A: In your practice you have moved through different spaces and communities, from academia to scrapyards and demolition sites; a chemistry lab to a print studio. How have these varied environments informed your work?
HP: Each place is site, source and resource for new knowledge and collaboration. The work comes out of the specifics of each space or community. For the Urban Alchemy project the scrap yard and demolition site were the starting points for material and subject. Further shared expertise and time to develop the work came from situating myself in Chemistry lab and print studio. There is an ongoing process of unexpected meetings and exchange and each project brings together different communities and fields of expertise to varying degrees.
A: You often pair traditional processes such as print making with modern industrial materials like zinc found on city rooftops and defunct architectural plans. How have these combinations between old and new, handmade and industrial informed your practice, both in devising and executing ideas?
HP: It began with a previous project in which I designed and devised a production line for the making of a pop-up book animating a hidden history of the Lower Lea Valley / London Olympic site. This took the traditional, low tech and tactile medium of the pop-up book as a way to examine urban change and industrial history. The project involved taking over a former industrial space in East London to create a working production line producing limited edition books and in the process shared practical skills and local knowledge. This use of traditional hand-crafted processes and shared, skilled manual labour provoked thoughtful ‘hands on’ engagement with both production and subject matter. In the urban alchemy project the practicalities of material transformation became a microcosm of the issues of wider urban transformation the work explores.
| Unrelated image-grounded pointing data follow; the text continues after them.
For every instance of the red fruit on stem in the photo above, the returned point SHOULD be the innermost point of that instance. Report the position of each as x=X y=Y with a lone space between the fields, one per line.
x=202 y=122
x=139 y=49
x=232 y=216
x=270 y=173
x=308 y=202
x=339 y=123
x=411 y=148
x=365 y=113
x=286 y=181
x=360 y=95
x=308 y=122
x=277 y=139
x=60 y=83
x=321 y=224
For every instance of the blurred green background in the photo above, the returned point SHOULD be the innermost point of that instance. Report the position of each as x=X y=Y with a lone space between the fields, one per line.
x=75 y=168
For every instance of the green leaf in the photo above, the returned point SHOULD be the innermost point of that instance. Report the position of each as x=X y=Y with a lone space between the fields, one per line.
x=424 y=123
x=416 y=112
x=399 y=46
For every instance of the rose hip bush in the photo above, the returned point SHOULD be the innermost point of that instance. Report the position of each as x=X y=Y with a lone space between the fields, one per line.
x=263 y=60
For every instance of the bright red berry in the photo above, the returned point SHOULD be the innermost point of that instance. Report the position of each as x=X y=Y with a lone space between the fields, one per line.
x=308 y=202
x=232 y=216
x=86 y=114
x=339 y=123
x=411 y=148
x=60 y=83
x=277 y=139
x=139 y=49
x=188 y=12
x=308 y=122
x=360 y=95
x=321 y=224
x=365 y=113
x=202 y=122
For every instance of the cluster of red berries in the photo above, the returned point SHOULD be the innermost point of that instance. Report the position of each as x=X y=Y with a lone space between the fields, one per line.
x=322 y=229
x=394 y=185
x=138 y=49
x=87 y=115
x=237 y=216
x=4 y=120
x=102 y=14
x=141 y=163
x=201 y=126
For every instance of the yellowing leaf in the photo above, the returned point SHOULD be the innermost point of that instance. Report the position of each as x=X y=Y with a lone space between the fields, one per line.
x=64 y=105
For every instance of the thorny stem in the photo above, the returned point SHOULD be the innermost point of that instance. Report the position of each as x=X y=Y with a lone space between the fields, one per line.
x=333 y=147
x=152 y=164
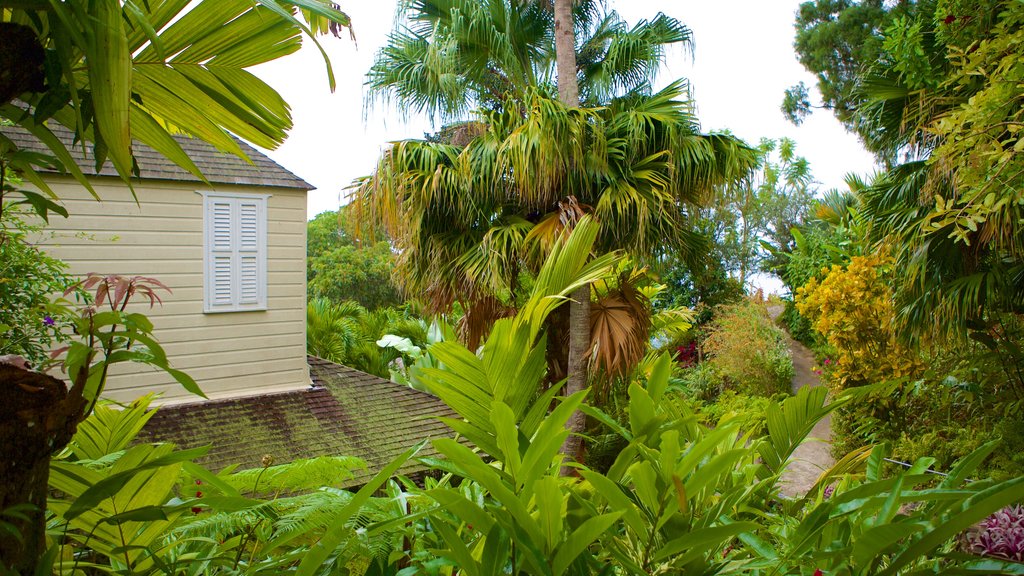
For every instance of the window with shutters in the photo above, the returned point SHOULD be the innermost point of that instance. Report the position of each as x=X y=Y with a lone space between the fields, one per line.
x=235 y=252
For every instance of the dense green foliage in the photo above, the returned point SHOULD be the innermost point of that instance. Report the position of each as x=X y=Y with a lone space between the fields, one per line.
x=349 y=334
x=680 y=497
x=340 y=266
x=115 y=73
x=837 y=40
x=30 y=323
x=748 y=351
x=932 y=328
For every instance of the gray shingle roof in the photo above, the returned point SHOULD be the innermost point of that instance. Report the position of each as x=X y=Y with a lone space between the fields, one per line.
x=217 y=166
x=345 y=413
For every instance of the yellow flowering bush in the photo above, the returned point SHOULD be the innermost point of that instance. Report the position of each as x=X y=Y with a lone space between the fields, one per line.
x=852 y=309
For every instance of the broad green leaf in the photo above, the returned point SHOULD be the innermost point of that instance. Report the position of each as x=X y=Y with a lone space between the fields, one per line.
x=580 y=539
x=316 y=556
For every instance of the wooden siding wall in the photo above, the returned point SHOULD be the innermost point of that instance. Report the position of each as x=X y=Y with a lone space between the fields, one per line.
x=228 y=354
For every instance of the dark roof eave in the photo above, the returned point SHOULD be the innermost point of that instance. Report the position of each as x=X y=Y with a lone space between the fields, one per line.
x=218 y=167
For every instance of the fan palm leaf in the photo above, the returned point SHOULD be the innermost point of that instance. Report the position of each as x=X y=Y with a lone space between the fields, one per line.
x=145 y=71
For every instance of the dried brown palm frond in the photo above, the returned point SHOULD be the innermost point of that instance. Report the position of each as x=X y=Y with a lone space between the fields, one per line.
x=621 y=323
x=480 y=315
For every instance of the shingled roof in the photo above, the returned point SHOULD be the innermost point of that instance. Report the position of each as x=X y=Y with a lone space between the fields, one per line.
x=218 y=167
x=344 y=413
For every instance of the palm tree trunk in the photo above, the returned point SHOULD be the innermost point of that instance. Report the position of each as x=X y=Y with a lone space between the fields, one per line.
x=579 y=344
x=568 y=85
x=37 y=419
x=568 y=93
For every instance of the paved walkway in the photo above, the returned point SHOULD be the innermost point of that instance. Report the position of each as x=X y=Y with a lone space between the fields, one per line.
x=814 y=455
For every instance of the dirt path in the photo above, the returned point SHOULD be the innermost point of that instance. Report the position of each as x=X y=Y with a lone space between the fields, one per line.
x=814 y=455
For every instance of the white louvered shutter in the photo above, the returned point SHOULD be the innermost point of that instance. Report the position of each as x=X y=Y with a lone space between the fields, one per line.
x=236 y=252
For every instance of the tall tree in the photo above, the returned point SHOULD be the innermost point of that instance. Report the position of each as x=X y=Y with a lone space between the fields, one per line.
x=838 y=40
x=568 y=93
x=526 y=166
x=940 y=104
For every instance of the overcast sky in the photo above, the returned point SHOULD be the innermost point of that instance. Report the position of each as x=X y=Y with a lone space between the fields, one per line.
x=742 y=62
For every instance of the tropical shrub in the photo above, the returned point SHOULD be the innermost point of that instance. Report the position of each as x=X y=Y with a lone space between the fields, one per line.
x=852 y=309
x=1000 y=535
x=747 y=348
x=30 y=321
x=340 y=266
x=349 y=334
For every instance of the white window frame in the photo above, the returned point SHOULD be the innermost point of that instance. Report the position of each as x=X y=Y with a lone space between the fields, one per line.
x=235 y=200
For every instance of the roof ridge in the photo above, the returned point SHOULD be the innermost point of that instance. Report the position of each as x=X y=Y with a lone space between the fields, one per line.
x=218 y=166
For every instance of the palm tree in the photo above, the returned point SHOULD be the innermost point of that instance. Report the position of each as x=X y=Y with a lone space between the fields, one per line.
x=113 y=72
x=451 y=56
x=527 y=166
x=948 y=207
x=143 y=71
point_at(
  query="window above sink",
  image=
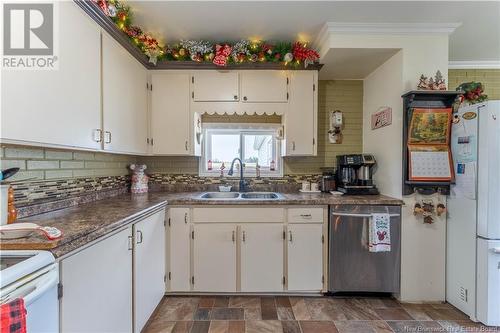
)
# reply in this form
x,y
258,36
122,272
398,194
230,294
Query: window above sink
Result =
x,y
255,144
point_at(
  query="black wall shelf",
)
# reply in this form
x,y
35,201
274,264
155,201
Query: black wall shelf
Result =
x,y
430,99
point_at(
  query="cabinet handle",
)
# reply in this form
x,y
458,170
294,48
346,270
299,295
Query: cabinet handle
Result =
x,y
97,135
130,243
107,137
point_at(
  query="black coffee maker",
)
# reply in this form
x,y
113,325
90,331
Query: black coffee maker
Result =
x,y
354,174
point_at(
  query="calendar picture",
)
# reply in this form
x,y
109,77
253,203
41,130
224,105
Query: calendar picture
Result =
x,y
430,126
430,163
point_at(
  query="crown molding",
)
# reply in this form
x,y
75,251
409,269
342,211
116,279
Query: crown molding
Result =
x,y
385,29
474,64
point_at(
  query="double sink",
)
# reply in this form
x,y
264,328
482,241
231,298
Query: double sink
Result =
x,y
241,196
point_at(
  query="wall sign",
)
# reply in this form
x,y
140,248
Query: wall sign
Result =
x,y
382,117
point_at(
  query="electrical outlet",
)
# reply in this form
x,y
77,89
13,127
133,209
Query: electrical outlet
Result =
x,y
463,294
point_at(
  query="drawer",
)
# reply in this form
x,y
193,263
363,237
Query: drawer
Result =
x,y
238,214
305,215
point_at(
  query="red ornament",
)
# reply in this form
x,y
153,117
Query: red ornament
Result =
x,y
302,53
222,52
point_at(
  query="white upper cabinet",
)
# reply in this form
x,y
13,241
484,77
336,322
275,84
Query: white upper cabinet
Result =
x,y
264,86
170,113
301,117
58,107
215,86
124,100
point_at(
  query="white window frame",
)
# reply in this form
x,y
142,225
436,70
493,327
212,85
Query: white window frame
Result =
x,y
241,129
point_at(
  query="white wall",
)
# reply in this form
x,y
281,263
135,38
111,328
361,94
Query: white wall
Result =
x,y
423,246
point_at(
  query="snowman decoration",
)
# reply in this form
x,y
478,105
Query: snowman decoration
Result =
x,y
139,178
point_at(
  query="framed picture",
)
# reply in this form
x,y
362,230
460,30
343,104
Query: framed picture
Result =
x,y
430,127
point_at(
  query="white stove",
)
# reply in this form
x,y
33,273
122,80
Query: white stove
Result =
x,y
34,276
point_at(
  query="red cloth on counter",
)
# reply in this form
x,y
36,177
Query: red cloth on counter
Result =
x,y
13,316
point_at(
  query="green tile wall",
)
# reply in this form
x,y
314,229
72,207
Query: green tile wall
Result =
x,y
489,77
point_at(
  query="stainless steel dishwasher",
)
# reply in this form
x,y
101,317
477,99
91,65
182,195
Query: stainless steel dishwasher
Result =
x,y
352,267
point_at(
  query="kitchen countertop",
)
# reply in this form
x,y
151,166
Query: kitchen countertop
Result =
x,y
85,223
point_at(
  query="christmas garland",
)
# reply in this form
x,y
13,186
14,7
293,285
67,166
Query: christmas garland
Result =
x,y
220,54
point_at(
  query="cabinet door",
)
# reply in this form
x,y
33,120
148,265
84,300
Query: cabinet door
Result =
x,y
170,119
262,257
215,86
124,100
264,86
97,287
149,267
301,116
215,257
305,257
179,246
58,107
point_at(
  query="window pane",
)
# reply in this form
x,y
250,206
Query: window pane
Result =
x,y
258,148
225,147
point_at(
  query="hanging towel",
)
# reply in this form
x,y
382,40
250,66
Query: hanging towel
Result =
x,y
13,316
380,233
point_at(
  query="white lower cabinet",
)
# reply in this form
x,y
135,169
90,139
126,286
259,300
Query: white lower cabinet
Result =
x,y
214,257
115,284
262,257
97,287
305,250
248,249
149,267
179,236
A: In Demolition: A Portrait (salvaged faces and materials) (2015), where a portrait of an anonymous demolition workman is superimposed upon a cityscape, you intrinsically link the human and the material worlds. In pairing the two what message is your work trying to convey?
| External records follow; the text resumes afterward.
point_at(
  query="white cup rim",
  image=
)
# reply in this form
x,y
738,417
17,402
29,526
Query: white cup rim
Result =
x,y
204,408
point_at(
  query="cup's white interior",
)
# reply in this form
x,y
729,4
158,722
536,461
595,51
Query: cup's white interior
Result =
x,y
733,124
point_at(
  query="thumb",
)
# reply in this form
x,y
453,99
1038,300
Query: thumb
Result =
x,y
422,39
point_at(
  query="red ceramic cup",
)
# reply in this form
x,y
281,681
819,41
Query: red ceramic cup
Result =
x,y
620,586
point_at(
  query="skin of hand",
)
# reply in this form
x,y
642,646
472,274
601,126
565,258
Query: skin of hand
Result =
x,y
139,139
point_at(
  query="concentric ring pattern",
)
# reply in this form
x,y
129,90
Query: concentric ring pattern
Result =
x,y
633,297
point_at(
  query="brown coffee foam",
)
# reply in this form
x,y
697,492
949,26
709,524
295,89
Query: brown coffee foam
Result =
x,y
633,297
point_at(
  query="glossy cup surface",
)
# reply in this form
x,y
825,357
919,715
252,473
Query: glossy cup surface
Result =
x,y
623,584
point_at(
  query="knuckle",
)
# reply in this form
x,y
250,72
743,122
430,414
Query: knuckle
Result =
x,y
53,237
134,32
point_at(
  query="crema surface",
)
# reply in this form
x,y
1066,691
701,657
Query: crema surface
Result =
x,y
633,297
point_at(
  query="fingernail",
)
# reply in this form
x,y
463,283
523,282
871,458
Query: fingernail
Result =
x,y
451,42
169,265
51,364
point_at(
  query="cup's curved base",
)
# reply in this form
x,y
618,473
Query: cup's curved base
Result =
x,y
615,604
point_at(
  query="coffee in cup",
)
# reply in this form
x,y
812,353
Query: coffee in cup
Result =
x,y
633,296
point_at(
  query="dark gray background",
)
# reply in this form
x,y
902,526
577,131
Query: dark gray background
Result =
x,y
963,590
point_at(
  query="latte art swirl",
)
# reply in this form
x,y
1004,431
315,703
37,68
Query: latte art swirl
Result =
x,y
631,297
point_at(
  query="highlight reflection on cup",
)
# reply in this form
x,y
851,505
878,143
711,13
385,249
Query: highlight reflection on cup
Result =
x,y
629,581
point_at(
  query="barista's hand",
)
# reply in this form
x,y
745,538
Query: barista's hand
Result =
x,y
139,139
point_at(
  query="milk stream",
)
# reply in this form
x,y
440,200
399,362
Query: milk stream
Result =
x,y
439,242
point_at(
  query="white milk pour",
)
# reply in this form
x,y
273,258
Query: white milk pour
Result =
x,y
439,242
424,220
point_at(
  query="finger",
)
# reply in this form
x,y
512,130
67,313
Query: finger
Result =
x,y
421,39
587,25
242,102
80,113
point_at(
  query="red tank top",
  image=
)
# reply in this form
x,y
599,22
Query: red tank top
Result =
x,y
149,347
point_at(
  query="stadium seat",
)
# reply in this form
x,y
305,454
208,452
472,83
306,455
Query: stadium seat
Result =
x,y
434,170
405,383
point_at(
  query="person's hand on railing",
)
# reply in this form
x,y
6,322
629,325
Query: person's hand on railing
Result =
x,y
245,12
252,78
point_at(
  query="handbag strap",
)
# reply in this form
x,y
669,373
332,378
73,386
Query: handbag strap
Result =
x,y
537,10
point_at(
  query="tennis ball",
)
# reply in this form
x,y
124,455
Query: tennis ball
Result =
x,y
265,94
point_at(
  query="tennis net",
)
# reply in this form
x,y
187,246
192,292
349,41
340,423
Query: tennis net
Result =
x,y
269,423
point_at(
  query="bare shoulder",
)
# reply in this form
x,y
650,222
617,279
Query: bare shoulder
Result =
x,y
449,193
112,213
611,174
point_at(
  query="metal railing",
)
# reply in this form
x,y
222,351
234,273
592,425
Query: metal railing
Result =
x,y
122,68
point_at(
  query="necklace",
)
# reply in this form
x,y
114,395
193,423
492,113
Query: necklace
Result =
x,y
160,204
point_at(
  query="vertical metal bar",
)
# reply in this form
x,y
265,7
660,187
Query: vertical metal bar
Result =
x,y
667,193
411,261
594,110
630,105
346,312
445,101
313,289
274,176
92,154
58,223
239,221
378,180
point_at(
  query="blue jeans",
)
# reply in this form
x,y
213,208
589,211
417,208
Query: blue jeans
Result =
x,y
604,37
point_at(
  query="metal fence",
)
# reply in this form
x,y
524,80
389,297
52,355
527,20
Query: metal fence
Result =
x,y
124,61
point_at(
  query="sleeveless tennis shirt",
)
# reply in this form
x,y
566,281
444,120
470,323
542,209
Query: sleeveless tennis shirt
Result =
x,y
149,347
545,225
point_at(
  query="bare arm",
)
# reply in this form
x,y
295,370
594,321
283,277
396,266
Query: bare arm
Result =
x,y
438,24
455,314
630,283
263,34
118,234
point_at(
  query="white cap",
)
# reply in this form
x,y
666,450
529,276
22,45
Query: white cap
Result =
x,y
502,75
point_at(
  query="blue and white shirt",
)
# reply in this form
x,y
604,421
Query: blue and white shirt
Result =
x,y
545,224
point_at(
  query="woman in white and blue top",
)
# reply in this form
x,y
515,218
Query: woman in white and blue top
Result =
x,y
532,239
HP: The typical faces of regeneration are those that clad the hoardings hiding the actual physical change this entails – fictionalised future perfect residents of ideal show homes and utopian communities. My work is consistently about working with overlooked or undervalued processes, materials and also people. With the exception of the occasional high profile spectacular demolition by dynamite, demolition often goes unnoticed and demolition workers are treated as the poor cousins of the construction world. I wanted to put a face to urban change, to the thousands of (mainly) men coming from all over the country and world who shape our cities around us without us noticing.
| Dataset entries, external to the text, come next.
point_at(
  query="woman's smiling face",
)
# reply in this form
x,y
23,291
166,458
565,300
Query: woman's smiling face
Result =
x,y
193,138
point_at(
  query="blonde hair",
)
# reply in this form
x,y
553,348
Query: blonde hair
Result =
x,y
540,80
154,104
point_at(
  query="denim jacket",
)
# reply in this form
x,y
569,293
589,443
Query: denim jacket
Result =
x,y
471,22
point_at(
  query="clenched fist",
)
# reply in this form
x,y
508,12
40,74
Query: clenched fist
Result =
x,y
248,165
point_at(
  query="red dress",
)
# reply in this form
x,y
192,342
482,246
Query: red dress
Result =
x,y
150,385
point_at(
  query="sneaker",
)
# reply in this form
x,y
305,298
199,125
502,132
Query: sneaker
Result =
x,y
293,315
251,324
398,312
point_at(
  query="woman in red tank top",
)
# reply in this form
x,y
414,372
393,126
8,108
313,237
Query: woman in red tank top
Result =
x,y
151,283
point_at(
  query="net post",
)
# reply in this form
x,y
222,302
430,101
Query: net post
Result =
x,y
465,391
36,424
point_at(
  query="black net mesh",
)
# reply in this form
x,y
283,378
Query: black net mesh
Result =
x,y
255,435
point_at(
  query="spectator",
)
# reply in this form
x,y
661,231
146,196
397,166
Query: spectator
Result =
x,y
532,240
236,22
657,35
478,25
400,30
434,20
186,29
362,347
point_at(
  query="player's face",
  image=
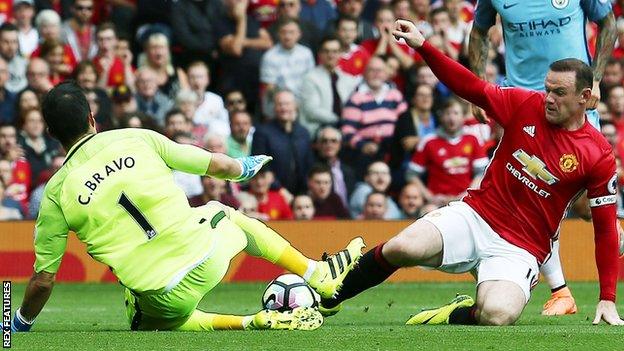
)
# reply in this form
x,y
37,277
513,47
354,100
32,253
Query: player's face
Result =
x,y
452,119
563,102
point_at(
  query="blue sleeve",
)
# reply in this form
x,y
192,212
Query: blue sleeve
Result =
x,y
596,10
485,14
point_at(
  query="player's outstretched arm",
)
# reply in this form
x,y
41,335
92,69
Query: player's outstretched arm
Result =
x,y
604,47
455,76
37,293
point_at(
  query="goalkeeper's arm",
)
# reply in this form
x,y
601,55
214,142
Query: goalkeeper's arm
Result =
x,y
37,293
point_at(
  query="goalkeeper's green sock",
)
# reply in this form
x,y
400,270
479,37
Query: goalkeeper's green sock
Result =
x,y
264,242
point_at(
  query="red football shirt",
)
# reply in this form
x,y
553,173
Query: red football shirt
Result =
x,y
538,170
450,163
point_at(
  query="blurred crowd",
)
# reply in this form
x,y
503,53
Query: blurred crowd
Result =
x,y
357,124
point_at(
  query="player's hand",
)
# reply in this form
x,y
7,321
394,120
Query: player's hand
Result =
x,y
19,324
607,312
479,114
408,31
250,166
593,100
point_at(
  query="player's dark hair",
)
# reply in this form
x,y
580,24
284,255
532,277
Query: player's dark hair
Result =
x,y
584,74
66,112
319,168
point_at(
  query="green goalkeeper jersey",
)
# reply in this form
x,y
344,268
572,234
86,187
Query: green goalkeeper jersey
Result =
x,y
116,192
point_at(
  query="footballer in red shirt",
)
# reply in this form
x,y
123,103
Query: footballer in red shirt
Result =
x,y
501,232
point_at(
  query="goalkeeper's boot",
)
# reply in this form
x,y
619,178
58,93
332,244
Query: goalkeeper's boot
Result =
x,y
301,318
441,315
327,309
329,273
560,303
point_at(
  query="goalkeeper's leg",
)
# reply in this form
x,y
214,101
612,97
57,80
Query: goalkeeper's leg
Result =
x,y
324,276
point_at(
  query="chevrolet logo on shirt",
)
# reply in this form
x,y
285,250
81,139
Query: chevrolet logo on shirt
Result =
x,y
534,167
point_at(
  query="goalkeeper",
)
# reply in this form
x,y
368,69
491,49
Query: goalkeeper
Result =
x,y
116,192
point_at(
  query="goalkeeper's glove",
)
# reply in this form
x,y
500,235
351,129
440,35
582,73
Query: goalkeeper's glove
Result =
x,y
20,324
251,165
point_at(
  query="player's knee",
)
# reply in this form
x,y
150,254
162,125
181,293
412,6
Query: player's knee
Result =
x,y
401,251
498,314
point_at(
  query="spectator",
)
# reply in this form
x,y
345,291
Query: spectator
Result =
x,y
158,57
52,52
192,22
352,9
7,99
210,109
310,34
370,114
385,43
303,208
17,175
411,201
112,71
149,99
283,65
376,206
7,213
78,31
9,51
176,122
28,37
377,179
320,12
325,88
329,141
235,102
39,148
270,202
239,142
327,204
123,102
412,126
354,58
214,189
240,50
452,160
85,75
37,194
48,24
63,7
288,142
38,76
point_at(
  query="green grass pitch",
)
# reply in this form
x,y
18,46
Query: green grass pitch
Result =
x,y
91,317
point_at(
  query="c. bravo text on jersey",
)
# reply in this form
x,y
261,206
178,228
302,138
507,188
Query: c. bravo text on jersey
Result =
x,y
97,178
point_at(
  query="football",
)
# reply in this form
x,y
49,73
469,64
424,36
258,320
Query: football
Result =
x,y
288,291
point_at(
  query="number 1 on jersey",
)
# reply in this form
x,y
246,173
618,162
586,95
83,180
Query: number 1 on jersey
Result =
x,y
134,212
Zinc too has its own global story involving thousands of people and an epic journey before it arrives on the rooftop and a parallel part of this project was a series of material stories gathered in Urban Alchemy – a book going behind the scenes into the poetic and political narratives of the stories of the materials that surround us everyday.
A:You talk about how your work is inspired by and comprises of overlooked and undervalued processes, materials, peoples and places. In shining a light on them how would you like the viewer to respond?
HP: To look again at that which surrounds us everyday and which we often take for granted – from the zinc that protects our rooftops to the people who knock down walls. In it all there is a strange but potent tenderness, even love for materials, places and people. Essentially it is about value – what we choose to or are taught to value and how we might rethink that value system.
Agnes Varda’s film The Gleaners and I remains a key influence as she travels France charting the origins and contemporary manifestations of gleaning – to gather after the harvest. Traditionally this is the harvest of the fields but is also applied to the leftovers of capitalist society I deal with from junk on the streets to the marginalised and forgotten and covers both a question of survival and also a creative salvage operation.
A: Urban themes feature as an important inspiration, providing a place of change, transformation, creation and destruction. Can you talk about urban landscapes and why they continue to inspire your work?
HP: The urban landscape is in a constant state of flux and in every site micro and macro politics play out. Working on many projects around the London 2012 Olympic project this was made more acute as place and power interact and resist. Here, as in all urban landscapes there are multiple layers of deep and recent history erupting into and impacting on the present. The urban landscape itself is not a backdrop to events but a key character in them and I am interested in how stories are told and narratives built around place. In a city of stories it is important to seek out those destined for erasure, to ensure other voices and visions resound that aren’t either led by the profit agenda or silenced by capital.
1. Hilary Powell, Demolition: A Portrait (salvaged faces and materials) (2015). Courtesy of the artist.